What is the canonical way to compare memory ranges in the CPU and in the GPU

Question

I have to contiguous ranges (pointer + size), one in the GPU and one in the CPU and I want to compare if they are equal.

What the canonical way to compare these ranges for equality?

my_cpu_type cpu;  // cpu.data() returns double*
my_gpu_type gpu;  // gpu.data() returns thrust::cuda::pointer<double>

thrust::equal(cpu.data(), cpu.data() + cpu.size(), gpu.data());

gives illegal memory access. I also tried

thrust::equal(
   thrust::cuda::par // also thrust::host
   , cpu.data(), cpu.data() + cpu.size(), gpu.data()
);

score 3 · Accepted Answer · answered Mar 17 '22 at 01:32

3

You can't do it the way you are imagining in the general case with thrust. Thrust does not execute algorithms in a mixed backend. You must either use the device backend, in which case all data needs to be on the device (or accessible from device code, see below), or else the host backend in which case all data needs to be on the host.

Therefore you will be forced to copy the data from one side to the other. The cost should be similar (copy host array to device, or device array to host) so we prefer to copy to the device, since the device comparison can be faster.

If you have the luxury of having the host array be in a pinned buffer, then it will be possible to do something like what you are suggesting.

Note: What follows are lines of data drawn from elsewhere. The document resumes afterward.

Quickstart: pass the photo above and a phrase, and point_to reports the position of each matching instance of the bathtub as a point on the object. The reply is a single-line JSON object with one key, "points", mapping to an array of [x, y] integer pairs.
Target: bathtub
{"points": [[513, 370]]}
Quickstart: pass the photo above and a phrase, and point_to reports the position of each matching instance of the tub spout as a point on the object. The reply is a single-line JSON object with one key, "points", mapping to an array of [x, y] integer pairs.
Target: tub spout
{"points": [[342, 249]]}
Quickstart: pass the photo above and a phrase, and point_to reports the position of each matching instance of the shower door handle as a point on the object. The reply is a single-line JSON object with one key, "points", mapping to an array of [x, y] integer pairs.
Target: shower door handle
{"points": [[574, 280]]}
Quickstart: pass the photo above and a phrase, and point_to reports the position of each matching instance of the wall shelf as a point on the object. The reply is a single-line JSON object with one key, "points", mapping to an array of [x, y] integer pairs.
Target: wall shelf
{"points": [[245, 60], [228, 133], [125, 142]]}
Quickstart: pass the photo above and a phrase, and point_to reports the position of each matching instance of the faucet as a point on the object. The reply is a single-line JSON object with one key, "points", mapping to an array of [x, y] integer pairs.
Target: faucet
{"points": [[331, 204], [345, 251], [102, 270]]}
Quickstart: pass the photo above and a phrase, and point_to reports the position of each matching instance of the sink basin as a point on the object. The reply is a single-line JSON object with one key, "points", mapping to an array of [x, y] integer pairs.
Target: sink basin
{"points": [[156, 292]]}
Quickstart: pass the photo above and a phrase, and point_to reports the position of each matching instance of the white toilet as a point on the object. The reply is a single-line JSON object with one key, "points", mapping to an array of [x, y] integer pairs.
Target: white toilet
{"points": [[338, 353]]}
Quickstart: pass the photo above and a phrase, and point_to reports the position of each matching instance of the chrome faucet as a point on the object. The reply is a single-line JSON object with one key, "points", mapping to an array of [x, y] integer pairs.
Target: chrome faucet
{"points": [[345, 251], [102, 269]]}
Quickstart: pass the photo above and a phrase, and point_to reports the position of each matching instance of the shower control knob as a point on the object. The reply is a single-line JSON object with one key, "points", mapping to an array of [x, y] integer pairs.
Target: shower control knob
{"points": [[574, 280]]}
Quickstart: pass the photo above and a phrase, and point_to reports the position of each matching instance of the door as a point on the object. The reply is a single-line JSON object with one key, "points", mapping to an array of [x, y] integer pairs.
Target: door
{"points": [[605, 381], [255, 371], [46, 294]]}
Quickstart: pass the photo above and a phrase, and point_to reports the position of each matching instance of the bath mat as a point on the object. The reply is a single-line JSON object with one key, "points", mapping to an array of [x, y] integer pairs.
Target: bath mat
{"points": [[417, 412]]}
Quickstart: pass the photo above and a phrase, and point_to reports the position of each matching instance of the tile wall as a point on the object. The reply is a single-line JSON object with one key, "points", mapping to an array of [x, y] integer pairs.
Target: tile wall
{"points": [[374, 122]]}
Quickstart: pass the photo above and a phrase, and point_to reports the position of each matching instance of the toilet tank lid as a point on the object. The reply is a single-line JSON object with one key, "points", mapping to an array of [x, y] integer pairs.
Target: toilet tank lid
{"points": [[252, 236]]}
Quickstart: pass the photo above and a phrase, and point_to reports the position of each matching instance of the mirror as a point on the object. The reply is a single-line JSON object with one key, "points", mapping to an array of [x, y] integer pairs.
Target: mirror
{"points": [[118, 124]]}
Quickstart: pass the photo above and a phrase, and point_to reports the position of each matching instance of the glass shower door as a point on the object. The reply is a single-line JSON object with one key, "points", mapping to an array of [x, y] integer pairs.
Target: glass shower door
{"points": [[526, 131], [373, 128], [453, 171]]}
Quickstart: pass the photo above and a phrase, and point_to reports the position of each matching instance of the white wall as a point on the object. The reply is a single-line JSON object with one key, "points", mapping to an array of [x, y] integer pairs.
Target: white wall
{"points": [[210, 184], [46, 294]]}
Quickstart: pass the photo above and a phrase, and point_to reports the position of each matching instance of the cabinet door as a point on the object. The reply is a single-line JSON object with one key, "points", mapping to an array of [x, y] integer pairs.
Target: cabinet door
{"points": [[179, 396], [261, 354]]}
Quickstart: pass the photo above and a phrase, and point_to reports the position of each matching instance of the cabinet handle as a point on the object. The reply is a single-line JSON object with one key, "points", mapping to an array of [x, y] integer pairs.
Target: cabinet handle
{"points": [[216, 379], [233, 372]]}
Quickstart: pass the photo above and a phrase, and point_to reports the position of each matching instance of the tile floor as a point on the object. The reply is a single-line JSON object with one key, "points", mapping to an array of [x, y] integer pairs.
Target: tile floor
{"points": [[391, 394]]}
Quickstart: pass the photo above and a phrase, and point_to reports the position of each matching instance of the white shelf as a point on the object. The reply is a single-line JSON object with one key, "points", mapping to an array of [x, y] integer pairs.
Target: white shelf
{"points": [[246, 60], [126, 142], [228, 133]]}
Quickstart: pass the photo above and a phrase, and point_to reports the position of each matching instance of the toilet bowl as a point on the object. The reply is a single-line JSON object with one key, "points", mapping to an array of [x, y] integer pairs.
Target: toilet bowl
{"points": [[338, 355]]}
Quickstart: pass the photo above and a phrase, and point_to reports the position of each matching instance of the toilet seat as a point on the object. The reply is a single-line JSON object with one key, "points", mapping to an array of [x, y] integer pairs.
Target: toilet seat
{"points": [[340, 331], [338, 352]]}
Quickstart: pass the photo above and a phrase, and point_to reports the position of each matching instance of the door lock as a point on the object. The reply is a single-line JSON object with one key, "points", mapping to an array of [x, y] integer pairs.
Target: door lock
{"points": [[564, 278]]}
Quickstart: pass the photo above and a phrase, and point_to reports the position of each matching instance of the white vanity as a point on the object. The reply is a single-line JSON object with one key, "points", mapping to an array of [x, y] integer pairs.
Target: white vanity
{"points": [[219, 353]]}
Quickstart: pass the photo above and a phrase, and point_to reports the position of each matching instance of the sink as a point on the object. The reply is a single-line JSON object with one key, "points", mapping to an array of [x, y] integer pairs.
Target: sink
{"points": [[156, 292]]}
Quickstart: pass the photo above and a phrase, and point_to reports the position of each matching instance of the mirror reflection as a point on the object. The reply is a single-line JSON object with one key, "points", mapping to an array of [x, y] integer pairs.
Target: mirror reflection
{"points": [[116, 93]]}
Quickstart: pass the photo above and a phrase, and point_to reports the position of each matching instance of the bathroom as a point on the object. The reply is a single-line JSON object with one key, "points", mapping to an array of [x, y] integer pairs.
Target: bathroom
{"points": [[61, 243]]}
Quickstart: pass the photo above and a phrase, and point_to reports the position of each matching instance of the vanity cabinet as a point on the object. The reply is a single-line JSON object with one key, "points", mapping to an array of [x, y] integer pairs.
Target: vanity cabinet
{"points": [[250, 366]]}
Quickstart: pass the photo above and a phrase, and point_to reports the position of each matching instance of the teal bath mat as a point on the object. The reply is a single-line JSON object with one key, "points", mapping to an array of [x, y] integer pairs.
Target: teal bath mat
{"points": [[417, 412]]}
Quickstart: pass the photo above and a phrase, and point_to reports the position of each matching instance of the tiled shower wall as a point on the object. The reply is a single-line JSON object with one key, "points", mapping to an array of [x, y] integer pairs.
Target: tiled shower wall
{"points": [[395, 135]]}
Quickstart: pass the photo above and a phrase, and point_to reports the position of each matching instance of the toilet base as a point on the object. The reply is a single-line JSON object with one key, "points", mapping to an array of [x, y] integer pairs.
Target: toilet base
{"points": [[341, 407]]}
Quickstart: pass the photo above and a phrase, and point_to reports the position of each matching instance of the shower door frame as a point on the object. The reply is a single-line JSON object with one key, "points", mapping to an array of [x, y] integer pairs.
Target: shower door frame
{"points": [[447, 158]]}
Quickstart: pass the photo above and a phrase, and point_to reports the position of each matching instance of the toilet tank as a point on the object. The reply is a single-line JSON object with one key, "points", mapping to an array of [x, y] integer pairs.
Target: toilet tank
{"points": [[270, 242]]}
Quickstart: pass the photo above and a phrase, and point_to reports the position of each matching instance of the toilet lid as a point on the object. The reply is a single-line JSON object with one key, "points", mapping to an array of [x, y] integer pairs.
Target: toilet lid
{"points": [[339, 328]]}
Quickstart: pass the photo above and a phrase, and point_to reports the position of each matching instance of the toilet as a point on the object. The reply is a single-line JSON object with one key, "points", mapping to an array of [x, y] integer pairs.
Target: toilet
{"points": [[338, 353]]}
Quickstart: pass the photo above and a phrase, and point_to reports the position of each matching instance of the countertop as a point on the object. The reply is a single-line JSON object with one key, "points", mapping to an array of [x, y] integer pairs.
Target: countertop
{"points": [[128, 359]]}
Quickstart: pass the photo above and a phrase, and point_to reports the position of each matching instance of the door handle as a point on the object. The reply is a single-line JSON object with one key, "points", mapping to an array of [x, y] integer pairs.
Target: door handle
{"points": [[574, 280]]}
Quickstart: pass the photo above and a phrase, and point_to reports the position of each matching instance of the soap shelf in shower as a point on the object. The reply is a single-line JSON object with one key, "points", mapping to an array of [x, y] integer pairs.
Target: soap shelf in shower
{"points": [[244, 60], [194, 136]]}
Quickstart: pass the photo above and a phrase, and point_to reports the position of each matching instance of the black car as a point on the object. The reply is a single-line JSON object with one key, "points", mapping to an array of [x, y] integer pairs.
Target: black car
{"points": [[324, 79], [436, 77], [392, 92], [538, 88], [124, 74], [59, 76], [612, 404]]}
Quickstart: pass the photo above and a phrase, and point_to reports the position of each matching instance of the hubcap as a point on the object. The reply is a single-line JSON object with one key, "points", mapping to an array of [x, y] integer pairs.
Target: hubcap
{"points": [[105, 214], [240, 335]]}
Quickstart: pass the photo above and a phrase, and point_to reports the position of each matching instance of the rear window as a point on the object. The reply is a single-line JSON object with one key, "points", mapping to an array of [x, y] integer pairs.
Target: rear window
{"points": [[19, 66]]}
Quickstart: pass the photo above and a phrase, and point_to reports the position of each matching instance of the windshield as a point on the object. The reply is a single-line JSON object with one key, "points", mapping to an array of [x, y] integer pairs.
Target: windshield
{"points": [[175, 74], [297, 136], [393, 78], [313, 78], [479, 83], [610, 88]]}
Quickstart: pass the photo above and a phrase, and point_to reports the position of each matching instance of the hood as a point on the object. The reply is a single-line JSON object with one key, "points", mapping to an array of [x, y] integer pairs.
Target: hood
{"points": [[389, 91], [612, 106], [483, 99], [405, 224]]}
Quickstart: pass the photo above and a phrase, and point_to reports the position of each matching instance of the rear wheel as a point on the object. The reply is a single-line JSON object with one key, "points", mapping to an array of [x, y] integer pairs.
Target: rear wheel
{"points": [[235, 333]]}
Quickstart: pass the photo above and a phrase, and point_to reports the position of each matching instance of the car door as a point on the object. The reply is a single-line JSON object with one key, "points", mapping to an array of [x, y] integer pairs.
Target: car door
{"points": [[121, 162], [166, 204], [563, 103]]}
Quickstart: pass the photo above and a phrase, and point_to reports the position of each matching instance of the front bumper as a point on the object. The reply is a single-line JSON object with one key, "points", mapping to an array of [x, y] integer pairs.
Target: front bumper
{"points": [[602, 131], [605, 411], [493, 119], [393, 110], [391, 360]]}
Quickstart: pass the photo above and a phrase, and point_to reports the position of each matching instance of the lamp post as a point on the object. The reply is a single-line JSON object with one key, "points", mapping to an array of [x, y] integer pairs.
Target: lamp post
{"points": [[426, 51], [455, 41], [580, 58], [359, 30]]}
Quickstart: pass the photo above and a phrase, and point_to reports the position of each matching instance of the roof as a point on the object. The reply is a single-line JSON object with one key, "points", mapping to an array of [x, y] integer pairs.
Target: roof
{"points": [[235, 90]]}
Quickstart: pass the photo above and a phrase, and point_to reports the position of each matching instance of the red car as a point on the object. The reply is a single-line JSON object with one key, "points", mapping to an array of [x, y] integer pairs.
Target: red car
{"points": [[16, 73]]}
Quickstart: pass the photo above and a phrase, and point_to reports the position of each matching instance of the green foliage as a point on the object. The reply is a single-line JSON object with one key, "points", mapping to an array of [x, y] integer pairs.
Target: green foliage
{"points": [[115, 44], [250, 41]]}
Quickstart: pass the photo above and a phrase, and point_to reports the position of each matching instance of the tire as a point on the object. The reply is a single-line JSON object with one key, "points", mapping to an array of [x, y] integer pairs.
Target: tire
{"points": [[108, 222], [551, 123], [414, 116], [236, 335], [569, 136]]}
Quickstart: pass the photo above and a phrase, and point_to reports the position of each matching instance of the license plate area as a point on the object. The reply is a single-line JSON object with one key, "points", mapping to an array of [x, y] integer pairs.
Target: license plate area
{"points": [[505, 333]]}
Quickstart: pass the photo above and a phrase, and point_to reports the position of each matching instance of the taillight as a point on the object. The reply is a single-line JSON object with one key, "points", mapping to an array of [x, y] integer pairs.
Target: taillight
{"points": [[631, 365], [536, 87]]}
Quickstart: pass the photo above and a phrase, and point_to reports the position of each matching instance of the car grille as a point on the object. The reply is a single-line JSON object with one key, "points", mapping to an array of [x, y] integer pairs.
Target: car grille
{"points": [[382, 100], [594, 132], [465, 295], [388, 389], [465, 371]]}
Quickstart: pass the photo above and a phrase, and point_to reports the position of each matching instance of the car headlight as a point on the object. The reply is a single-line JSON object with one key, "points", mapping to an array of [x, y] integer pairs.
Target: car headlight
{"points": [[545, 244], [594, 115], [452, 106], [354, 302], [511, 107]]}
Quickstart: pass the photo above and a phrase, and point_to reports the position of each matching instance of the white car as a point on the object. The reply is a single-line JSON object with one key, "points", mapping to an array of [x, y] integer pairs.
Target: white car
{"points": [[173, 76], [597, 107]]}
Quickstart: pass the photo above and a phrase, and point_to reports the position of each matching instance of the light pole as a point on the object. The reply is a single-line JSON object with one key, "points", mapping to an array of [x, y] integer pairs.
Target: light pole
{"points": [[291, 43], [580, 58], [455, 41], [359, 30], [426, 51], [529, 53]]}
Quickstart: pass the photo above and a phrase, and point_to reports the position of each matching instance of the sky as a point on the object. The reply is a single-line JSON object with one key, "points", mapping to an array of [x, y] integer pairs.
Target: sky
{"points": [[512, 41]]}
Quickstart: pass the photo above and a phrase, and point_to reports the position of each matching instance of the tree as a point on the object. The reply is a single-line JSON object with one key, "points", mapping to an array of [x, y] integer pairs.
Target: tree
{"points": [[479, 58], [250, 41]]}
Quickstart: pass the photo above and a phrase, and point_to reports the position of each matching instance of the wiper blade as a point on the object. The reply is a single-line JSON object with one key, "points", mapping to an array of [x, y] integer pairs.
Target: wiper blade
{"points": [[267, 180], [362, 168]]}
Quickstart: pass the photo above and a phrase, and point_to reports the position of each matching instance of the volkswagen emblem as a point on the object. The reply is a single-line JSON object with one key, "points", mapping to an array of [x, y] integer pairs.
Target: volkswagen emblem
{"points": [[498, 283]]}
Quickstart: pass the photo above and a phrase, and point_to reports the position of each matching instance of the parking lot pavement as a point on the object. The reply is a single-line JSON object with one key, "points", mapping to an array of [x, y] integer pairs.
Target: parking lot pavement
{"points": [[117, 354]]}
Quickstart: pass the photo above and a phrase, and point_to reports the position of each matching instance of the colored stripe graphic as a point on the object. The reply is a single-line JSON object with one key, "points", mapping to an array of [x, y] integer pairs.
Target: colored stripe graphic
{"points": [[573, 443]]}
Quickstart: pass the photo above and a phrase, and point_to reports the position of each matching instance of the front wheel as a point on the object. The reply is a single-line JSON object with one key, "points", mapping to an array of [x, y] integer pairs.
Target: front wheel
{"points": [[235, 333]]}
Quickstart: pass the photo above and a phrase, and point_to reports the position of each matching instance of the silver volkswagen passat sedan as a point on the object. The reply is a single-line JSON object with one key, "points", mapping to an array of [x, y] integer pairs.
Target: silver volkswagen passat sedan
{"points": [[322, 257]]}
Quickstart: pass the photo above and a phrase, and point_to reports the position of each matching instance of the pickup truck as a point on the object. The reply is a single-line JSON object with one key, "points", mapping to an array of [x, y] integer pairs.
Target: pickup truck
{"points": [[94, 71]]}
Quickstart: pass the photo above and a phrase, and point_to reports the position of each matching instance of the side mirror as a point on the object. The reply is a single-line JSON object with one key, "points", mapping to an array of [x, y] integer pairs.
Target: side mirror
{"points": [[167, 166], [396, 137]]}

For the general case, something like this should work:

thrust::host_vector<double>   cpu(size);
thrust::device_vector<double> gpu(size);

thrust::device_vector<double> d_cpu = cpu;
bool are_equal = thrust::equal(d_cpu.begin(), d_cpu.end(), gpu.begin());

answered Mar 17 '22 at 01:32

Robert Crovella

143,785
11
213
257

yes, I understand. After posting the question, I started wondering if it was the philosophy of the library not do mix operations (e.g. compare) between different memory spaces. And `copy` is just a necessary exception (wondering if there are others) (otherwise it would be impossible to do anything useful with GPU and CPU). – alfC Mar 17 '22 at 03:04
On the other hand, for my particular data structure, I have good experience with `cudaHostRegister` and I am tempted to use it for mixed algorithms. Yes, it works for POD values only but it covers many many use cases. This is for multidimensional arrays that because of stride my have a low density of holes in otherwise contiguous memory blocks. I wonder if I am overusing them and if there is a cost to it beyond the obvious. Maybe pinning memory interfeers with allocations (in the host or in the device), or something like that. – alfC Mar 17 '22 at 03:08
A remaining question, I guess, is, why thrust lets me compile code that will later fail at runtime. like `equal` comparing ranges in different memory locations. I guess thrust doesn't want to make assumptions on the location of raw pointers... intead of assuming that they are in the CPU. Is there a way to specify that certain memory is in the CPU via the type system? – alfC Mar 17 '22 at 03:27
1

If you have raw pointers, then you would specify an execution policy of `thrust::host` to indicate the algorithm should be performed using the host backend, or `thrust::device` to indicate the algorithm should be performed using the device backend. I'm fairly certain that if you pass raw pointers associated with pinned host memory, a thrust algorithm should work even if you specify `thrust::device`. That would be a potential way to "mix" things. If you use raw pointers and omit any execution policy, thrust assumes the pointers refer to host memory, and dispatches the op to the host backend. – Robert Crovella Mar 17 '22 at 03:58
So, isn't there a `thrust::host::pointer` type that can trigger (deduce) `thrust::host` policy? that would be good for genericity. – alfC Mar 17 '22 at 04:02
Yes, pinned host memory (through allocation or registation) allows effectively "mixing", I wonder if `cudaHostRegister` can be made part of `thrust` to allow (dynamic) systematic mixing (I guess it will have to be recursive and see through non-POD types.) – alfC Mar 17 '22 at 04:03
thrust has an [experimental pinned allocator](https://stackoverflow.com/questions/25064383/how-to-asynchronously-copy-memory-from-the-host-to-the-device-using-thrust-and-c/25068346#25068346), which can be used e.g. for creation of a "pinned host vector". – Robert Crovella Mar 17 '22 at 04:07
Thanks for the pointer, I am using it already for when copying a temporary buffer is the only remaining option to "mix" or even copy complicated data structures. – alfC Mar 17 '22 at 04:09
1

As I mentioned, raw pointers get automatically interpreted/"deduced" as host pointers, so they trigger [the thrust::host policy](https://thrust.github.io/doc/group__execution__policies.html). To do the opposite, there is an explicit `thrust::device_ptr` – Robert Crovella Mar 17 '22 at 04:11
Robert, your suggestion assumes there's enough memory on the GPU for a copy of the CPU-side vector. A safer assumption is that the GPU range can fit into main system memory. – einpoklum Mar 18 '22 at 13:28

einpoklum · Answer 2 · 2022-03-18T19:35:28.413

1

In addition to Robert's valid answer, I would claim you are following the wrong path in trying to employ C++-STL-like code where GPU computation is involved.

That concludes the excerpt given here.